Do you mean uma_smr_enter from D22586? That routine performs atomic_add_acq_int which would make it slower than rms_rlock at least on amd64. Note my function only uses atomic_thread_fence_rel which on this arch expands to a compiler barrier. Other archs do end up suffering a barrier but I don't know how much of a problem it is for them. If necessary I can make it completely fence-less for everyone.

mjg edited the summary of this revision. (Show Details)
  • move struct rmslock to sys/_rmlock.h
  • support concurrent writers
  • eliminate release fences from rlock/runlock. instead use compiler barriers + an IPI handler to do the work

The code as submitted is almost committable, can use some extra asserts. The missing part is updates to rmlock manual page which I can write later provided the semantics are fine.

sys/kern/kern_rmlock.c
885 ↗(On Diff #65739)

I'm not very fond of a separate var here, it can use a flag in readers_pcpu instead but I don't think this is a big problem.

903 ↗(On Diff #65739)

These accessors are pretty awful and should be fixed. Unfortunately pcpu stuff is oblivious to the type so it's hard to do any type checking for it. This sitill can be nicer if it can be zpcpu_get(rms->readers_influx, int) instead but I think that's for some other time.

sys/kern/kern_rmlock.c
1064 ↗(On Diff #65739)

Regarding this condition and the one above being 'if' and not 'while', the code does not do any spurious lookups of this waitchannel so I think it's fine. I'm unfamiliar with anything which would just wake this up in other conditions.

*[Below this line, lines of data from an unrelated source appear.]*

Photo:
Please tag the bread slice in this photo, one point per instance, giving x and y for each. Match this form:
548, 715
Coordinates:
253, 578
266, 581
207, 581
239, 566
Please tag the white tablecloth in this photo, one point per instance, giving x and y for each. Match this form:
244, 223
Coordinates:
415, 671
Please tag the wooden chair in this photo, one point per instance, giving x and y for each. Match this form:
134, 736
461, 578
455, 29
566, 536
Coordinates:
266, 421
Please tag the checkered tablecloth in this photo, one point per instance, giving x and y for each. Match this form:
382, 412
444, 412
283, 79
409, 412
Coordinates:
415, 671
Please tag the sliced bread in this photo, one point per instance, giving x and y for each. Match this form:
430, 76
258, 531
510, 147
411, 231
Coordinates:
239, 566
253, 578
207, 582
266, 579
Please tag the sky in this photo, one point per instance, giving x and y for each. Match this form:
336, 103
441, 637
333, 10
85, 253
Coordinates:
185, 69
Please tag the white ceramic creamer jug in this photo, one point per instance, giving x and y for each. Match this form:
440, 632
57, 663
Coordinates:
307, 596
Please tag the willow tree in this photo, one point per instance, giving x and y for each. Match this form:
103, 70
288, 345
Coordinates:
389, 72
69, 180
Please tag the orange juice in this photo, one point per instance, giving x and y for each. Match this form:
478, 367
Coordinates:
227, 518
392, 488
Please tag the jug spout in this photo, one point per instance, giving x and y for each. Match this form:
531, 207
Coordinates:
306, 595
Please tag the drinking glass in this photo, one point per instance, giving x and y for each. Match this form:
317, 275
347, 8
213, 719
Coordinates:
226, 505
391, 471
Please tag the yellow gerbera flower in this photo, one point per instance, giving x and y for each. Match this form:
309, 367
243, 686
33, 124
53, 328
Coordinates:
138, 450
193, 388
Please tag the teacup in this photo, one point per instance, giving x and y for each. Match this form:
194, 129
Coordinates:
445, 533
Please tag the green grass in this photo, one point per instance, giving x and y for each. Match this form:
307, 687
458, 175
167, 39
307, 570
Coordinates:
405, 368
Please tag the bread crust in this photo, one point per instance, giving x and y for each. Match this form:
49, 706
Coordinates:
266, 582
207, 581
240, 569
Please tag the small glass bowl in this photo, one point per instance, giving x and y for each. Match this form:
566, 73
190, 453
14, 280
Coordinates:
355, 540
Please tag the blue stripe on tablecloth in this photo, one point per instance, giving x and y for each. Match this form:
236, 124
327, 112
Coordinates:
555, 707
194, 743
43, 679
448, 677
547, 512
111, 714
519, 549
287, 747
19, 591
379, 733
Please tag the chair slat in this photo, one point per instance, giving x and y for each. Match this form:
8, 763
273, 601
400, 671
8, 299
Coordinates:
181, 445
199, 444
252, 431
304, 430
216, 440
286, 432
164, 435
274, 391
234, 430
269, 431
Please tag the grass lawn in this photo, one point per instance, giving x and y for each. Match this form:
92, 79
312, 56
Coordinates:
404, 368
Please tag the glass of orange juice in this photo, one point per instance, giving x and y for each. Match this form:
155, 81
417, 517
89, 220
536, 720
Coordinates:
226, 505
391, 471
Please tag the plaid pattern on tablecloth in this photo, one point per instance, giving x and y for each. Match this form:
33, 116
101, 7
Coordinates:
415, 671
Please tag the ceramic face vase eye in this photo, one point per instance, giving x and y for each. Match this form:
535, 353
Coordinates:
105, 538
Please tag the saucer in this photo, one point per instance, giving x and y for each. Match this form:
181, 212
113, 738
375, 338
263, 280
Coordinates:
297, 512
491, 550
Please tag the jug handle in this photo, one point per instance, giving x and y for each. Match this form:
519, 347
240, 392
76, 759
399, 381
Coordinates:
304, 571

  • use patched zpcpu accessors which don't require expilcit casting
  • use a bitmap for repeat IPI signalling

Except for lack of manpage changes I consider the code to be committable.

kib added inline comments.
sys/kern/kern_rmlock.c
1064 ↗(On Diff #65739)

Our sleepqueues are like condvars in regard of spurious wakes.

sys/sys/_rmlock.h
71 ↗(On Diff #65747)

I think this is a good reason to put the new structure definition into _rmslock.h.

This revision is now accepted and ready to land.Dec 17 2019, 8:03 PM
This revision now requires review to proceed.Dec 18 2019, 12:37 PM
This revision was not accepted when it landed; it landed in state Needs Review.Dec 27 2019, 11:20 AM
Closed by commit rS356119: Add read-mostly sleepable locks (authored by mjg). · Explain Why
This revision was automatically updated to reflect the committed changes.